On 04/19/2011 07:02 AM, Sage Weil wrote:
>> The relation between OSD partitions (/dev/mapper/sda6 in the example above)
>> is another interesting factor. As long as the load is under 100%, the
>> partitions on both nodes grow in almost perfect sync. When the load exceeds
>> 100%, one node starts lagging behind the other. If that continues long
>> enough,
>> the lagging node falls out completely while the other node keeps growing.
> This is really interesting. This is on the partitions that have _just_
> the OSD data?
Yes, with a couple of extra layers. node01 keeps its OSD data on an ext4
filesystem on top of a dm-crypt encrypted native disk partition. node02
on the other hand has an mdadm RAID0 of two partitions on separate disks
with dm-crypt and ext4 on top of that. This layering - in particular the
encryption - consumes CPU and can slow down things, but for the rest it's
rock-solid; I've been running systems with these setups for years and
never had a problem with them even once.
Here's an example from this morning:
node01:
/dev/mapper/sda6 232003 5914 212830 3% /mnt/osd
node02:
/dev/mapper/md4 225716 5704 207112 3% /mnt/osd
client:
192.168.178.100:6789:/
232002 5913 212829 3% /mnt/n01
You can see that the total space on the client corresponds to that of node01,
so the osd of node02 has gone belly up. The load on node01 is creeping upwards
of 200% while rsync on the client keeps smiling and pushing data.
node01 top:
PID USER PR NI VIRT RES SHR S %CPU %MEM TIME+ COMMAND
24793 root 20 0 1679m 510m 1756 S 9.2 25.7 29:23.11 cosd
30235 root 20 0 0 0 0 S 1.0 0.0 0:01.10 kworker/0:1
637 root 20 0 0 0 0 S 0.7 0.0 4:56.26 jbd2/sda2-8
30468 root 20 0 14988 1152 864 R 0.7 0.1 0:00.14 top
21748 root 20 0 104m 796 504 S 0.3 0.0 1:04.27 watch
29418 root 20 0 0 0 0 S 0.3 0.0 0:02.12 kworker/0:2
node01 iotop:
TID PRIO USER DISK READ DISK WRITE SWAPIN IO> COMMAND
24933 be/4 root 109.97 K/s 7.12 K/s 0.00 % 95.49 % cosd -i 0 -c
~ceph/ceph.conf
24934 be/4 root 94.15 K/s 7.12 K/s 0.00 % 92.45 % cosd -i 0 -c
~ceph/ceph.conf
24830 be/4 root 0.00 B/s 36.39 K/s 0.00 % 81.10 % cosd -i 0 -c
~ceph/ceph.conf
637 be/3 root 0.00 B/s 0.00 B/s 0.00 % 80.27 % [jbd2/sda2-8]
256 be/3 root 0.00 B/s 2.37 K/s 0.00 % 72.93 % [jbd2/sda1-8]
24831 be/4 root 0.00 B/s 0.00 B/s 0.00 % 27.85 % cosd -i 0 -c
~ceph/ceph.conf
24826 be/4 root 0.00 B/s 272.94 K/s 0.00 % 19.28 % cosd -i 0 -c
~ceph/ceph.conf
24829 be/4 root 0.00 B/s 45.89 K/s 0.00 % 18.03 % cosd -i 0 -c
~ceph/ceph.conf
24632 be/4 root 0.00 B/s 26.90 K/s 0.00 % 5.99 % cmon -i 0 -c
~ceph/ceph.conf
24556 be/3 root 0.00 B/s 5.54 K/s 0.00 % 2.95 % [jbd2/dm-0-8]
639 be/3 root 0.00 B/s 0.00 B/s 0.00 % 2.32 % [jbd2/sda5-8]

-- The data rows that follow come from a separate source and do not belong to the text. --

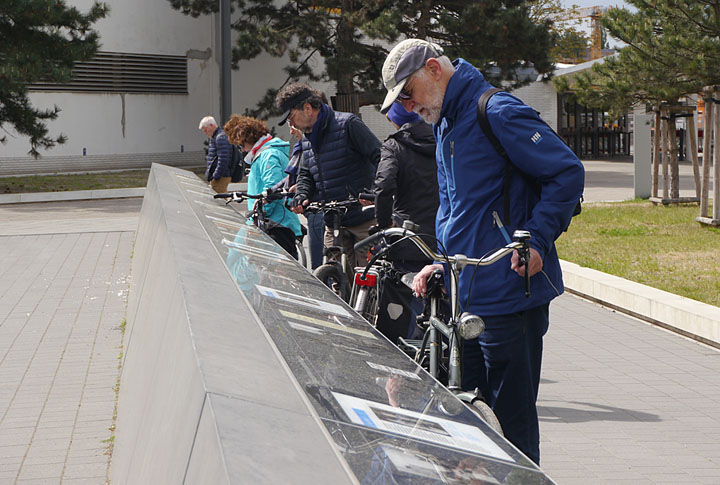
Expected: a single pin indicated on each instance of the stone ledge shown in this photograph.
(688, 317)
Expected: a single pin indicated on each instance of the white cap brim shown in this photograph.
(392, 96)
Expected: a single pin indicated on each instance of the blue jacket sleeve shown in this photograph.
(224, 154)
(535, 149)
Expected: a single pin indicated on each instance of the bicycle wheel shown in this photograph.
(332, 276)
(485, 413)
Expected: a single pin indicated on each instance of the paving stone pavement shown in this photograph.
(63, 292)
(620, 401)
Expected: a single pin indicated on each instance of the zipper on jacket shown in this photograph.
(447, 179)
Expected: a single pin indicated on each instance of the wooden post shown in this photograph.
(673, 152)
(707, 157)
(716, 157)
(666, 152)
(693, 151)
(656, 153)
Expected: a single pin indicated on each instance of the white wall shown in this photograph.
(153, 123)
(541, 95)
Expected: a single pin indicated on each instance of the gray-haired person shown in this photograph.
(543, 189)
(218, 157)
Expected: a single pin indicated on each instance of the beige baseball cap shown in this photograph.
(404, 59)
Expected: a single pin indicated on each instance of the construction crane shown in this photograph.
(595, 15)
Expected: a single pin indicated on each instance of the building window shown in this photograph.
(120, 72)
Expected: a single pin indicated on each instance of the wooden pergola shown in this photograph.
(711, 95)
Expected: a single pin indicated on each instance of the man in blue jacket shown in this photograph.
(505, 360)
(218, 157)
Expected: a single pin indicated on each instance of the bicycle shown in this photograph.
(334, 272)
(369, 280)
(257, 214)
(429, 352)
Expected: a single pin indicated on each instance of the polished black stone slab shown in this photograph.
(390, 420)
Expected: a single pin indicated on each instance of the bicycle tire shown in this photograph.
(302, 256)
(332, 277)
(486, 413)
(364, 302)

24833 be/4 root 0.00 B/s 10.28 K/s 0.00 % 0.00 % cosd -i 0 -c
~ceph/ceph.conf
At this point I unmounted ceph on the client and restarted ceph. A few minutes
later I see this:
node01:
/dev/mapper/sda6 232003 5907 212837 3% /mnt/osd
node02:
/dev/mapper/md4 225716 5626 207190 3% /mnt/osd
Note how disk usage went down on both nodes, considerably on node02.

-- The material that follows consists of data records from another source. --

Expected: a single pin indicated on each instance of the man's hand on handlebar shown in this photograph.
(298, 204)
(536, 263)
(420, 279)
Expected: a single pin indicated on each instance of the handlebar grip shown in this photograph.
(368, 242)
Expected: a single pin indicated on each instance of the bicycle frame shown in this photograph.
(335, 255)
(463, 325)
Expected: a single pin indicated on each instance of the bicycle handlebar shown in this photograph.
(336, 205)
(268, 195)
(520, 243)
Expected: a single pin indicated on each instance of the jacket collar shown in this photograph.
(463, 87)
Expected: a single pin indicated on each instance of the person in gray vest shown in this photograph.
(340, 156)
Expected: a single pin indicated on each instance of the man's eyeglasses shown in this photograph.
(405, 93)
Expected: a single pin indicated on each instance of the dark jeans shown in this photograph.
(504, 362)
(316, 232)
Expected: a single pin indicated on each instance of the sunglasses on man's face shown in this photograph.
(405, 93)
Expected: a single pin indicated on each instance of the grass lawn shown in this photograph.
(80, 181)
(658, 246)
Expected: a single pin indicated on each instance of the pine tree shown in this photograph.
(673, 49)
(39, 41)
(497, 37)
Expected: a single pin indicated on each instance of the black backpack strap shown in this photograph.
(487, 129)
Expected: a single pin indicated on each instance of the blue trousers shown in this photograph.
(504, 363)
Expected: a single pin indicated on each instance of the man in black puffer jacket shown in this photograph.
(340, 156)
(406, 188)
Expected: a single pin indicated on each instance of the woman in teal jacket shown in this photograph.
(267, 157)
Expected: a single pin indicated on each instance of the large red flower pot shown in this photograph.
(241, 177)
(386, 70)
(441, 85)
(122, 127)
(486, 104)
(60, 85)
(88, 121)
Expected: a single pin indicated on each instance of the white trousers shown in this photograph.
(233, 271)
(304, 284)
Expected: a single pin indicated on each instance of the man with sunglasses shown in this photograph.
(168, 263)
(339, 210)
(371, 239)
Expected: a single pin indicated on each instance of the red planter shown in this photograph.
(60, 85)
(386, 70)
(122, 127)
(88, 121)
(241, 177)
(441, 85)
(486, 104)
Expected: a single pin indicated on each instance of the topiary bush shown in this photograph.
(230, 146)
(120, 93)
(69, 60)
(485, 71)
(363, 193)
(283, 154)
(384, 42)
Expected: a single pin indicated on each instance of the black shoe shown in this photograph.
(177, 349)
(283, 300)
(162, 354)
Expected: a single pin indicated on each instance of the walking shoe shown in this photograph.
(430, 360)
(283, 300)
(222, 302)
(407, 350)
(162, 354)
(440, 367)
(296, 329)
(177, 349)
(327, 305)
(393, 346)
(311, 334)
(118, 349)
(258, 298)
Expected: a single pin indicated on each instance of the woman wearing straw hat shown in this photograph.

Then they start exchanging data and an hour later or so they're back in sync:
node01:
/dev/mapper/sda6 232003 5906 212838 3% /mnt/osd
node02:
/dev/mapper/md4 225716 5906 206910 3% /mnt/osd
> Do you see any OSD flapping (down/up cycles) during this
> period?
I've been running without logs since yesterday, but my experience is that
they don't flap; once an OSD goes down it stays down until ceph is restarted.

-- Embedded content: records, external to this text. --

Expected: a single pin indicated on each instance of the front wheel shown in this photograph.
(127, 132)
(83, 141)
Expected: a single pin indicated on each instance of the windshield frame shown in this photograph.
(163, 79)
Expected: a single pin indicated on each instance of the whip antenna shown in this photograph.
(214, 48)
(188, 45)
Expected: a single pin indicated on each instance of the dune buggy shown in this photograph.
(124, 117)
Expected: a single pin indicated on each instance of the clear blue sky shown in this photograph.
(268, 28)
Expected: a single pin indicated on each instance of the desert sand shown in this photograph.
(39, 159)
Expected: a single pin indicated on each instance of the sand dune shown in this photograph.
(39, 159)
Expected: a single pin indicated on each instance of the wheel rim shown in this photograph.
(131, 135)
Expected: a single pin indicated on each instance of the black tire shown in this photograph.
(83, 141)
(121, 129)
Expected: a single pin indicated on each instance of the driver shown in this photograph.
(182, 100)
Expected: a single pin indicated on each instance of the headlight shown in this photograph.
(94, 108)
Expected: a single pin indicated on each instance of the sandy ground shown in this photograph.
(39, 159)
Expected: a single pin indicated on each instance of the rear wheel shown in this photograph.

> It's possible that the MDS is getting ahead of the OSDs, as there isn't
> currently any throttling of metadata request processing when the
> journaling is slow. (We should fix this.) I don't see how that would
> explain the variance in disk usage, though, unless you are also seeing the
> difference in disk usage reflected in the cosd memory usage on the
> less-disk-used node?
I didn't pay attention to memory usage, but I think I can rule this out
anyway. node01 has 2 GB RAM and 2 GB swap, node02 has 4 GB RAM and no
swap. Since I saw 11 GB on the node02 OSD the other day and 4 GB on the
node01 OSD, the difference could not have been in memory.
Z
--
To unsubscribe from this list: send the line "unsubscribe ceph-devel" in
the body of a message to [email protected]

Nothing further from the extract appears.